When you type an identifier in a Clang-powered IDE and request code completion, what happens is that the IDE calls on Clang to parse the file up to the point where code completion is requested, and Clang will return a list of possible completions, which the IDE then displays. In order to be useful, this has to be fast. If you’ve developed with Visual Studio, I’m sure you’re familiar with how disrupting the delay in IntelliSense’s reaction can be. If the project gets big and complicated, IntelliSense often becomes unusable simply because it takes several seconds to pop up.
If you have to wait for Clang to parse your entire source file, including all the headers, you’re going to wait just as long, especially for a complicated C++ project. The main way to speed this up is precompiled headers. Compile the headers first, then just load the binary format when you need to reparse the file. However, PCHs typically have to be configured. You take a set of headers that is common to your project and rarely changes (because rebuilding PCHs is slow) and tell the compiler to use it. But that still leaves the project-specific headers to be reparsed.
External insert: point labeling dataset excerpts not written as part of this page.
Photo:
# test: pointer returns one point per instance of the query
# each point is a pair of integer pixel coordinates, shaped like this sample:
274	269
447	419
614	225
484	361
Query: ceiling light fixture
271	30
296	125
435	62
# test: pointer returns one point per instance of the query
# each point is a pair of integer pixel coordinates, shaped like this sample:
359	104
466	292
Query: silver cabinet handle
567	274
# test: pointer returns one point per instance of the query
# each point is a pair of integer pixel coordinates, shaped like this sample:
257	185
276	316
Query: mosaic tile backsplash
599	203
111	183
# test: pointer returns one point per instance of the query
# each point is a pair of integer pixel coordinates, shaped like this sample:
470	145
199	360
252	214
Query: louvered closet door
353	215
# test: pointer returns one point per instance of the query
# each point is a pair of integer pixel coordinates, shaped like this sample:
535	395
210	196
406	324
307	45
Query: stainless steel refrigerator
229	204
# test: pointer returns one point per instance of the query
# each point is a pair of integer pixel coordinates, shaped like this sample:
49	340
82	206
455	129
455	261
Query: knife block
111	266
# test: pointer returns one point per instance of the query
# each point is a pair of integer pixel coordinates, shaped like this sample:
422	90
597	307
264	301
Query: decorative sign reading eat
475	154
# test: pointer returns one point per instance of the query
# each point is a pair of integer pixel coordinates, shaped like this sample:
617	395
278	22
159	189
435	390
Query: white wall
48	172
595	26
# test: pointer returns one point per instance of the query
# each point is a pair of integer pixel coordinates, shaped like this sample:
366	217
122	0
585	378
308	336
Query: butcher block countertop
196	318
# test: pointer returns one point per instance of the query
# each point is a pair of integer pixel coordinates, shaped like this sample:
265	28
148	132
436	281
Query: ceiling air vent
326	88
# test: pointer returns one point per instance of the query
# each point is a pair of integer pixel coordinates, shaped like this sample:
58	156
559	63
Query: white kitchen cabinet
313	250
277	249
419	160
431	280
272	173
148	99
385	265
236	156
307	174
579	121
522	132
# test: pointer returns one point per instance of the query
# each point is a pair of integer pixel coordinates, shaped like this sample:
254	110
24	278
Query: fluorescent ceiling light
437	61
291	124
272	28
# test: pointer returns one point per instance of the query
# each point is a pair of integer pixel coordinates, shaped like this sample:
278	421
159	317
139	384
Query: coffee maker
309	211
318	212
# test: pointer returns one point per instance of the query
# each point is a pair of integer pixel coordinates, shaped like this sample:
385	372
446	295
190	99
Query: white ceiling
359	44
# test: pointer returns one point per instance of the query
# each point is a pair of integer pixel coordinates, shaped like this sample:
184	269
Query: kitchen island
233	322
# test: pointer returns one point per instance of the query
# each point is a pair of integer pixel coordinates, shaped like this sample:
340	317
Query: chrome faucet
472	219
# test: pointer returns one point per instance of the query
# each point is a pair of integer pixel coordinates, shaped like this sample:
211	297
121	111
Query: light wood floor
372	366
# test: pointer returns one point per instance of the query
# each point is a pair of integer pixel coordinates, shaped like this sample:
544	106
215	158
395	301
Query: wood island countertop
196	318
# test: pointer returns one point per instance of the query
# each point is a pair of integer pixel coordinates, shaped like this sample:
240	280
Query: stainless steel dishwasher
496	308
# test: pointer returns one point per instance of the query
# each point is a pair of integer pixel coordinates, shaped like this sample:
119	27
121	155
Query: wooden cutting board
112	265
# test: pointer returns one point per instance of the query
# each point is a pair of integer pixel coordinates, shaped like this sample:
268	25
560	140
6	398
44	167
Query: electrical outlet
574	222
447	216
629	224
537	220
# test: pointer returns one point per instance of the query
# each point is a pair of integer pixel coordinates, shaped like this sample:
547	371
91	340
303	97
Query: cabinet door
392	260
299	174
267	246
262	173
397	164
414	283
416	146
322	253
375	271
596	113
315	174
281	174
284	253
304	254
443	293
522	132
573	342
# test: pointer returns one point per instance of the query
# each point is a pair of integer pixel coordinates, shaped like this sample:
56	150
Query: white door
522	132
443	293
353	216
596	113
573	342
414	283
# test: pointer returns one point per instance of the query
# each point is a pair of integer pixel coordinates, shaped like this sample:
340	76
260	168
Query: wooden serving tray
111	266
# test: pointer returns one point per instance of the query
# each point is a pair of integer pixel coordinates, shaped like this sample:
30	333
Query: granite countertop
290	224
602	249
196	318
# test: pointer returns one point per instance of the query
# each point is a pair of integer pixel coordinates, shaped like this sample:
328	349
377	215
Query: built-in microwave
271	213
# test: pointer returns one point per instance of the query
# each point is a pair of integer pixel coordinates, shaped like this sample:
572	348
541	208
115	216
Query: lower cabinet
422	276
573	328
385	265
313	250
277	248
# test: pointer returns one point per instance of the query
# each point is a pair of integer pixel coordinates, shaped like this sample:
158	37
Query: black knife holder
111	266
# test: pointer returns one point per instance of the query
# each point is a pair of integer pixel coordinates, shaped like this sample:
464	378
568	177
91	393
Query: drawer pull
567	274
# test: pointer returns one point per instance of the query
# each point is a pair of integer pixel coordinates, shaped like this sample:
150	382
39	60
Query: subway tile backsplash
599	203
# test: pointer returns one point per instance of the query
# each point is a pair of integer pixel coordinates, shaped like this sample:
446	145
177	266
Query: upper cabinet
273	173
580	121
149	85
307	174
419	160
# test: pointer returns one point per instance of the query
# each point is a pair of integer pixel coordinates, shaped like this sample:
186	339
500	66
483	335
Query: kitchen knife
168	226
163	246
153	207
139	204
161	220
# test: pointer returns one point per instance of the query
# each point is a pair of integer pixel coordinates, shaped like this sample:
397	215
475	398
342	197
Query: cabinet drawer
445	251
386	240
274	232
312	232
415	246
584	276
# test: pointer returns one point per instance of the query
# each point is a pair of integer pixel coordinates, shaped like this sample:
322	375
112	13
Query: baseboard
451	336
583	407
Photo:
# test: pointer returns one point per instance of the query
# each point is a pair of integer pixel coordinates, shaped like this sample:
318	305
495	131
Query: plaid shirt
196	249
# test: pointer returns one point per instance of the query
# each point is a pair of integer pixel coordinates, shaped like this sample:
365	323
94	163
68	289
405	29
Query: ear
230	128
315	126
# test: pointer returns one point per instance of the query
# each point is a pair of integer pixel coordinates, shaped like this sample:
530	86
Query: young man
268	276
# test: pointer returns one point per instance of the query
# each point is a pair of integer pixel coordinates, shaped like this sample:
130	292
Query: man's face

So Clang has another feature, called the precompiled preamble (PCP). Basically, Clang will look at a source file, decide where the include directives for the file end (the preamble) and automatically build a PCH from that, which it will use when it needs to reparse the file. (I think the C API has ReparseTranslationUnit for this.) Once the preamble is built (which should happen once when the file is opened in the IDE), Clang only needs to reparse the actual source file, which can be done in less than a second usually, especially if the PCP is kept in memory.
The downside of this approach is that it takes a long time to do the initial compiling of the preamble when you open the file. It would be a lot faster if you had a PCH of all the third party headers and just combined it with the file-specific part of the preamble into a PCP. And Clang used to be able to do that. You could use a PCH and it would load it completely (PCHs are usually loaded lazily by Clang), parse the new parts, and create a new PCH consisting of the combination. This is faster than reparsing everything, but it is still not fast enough (fully loading a PCH isn’t very fast and needs a lot of memory), and each resulting PCP is rather big (tens of megabytes if not more), which is a problem if you want to keep all the PCPs for your open files (and I know enough programmers who keep dozens of files open) in memory for fast access.
Enter chained PCH. You take your big third party library PCH as the primary. You created a diff for the rest of the preamble, which is usually nice and small (maybe a megabyte), and fast to create (because you only load the parts of the PCH that you need). You have one big block and a multitude of small blocks that reference it in memory, you have fast loading, fast parsing, and all-around goodness.
As a side effect, the work on chained PCH made the PCH system more flexible and was thus the first step towards the true module system being developed in Clang.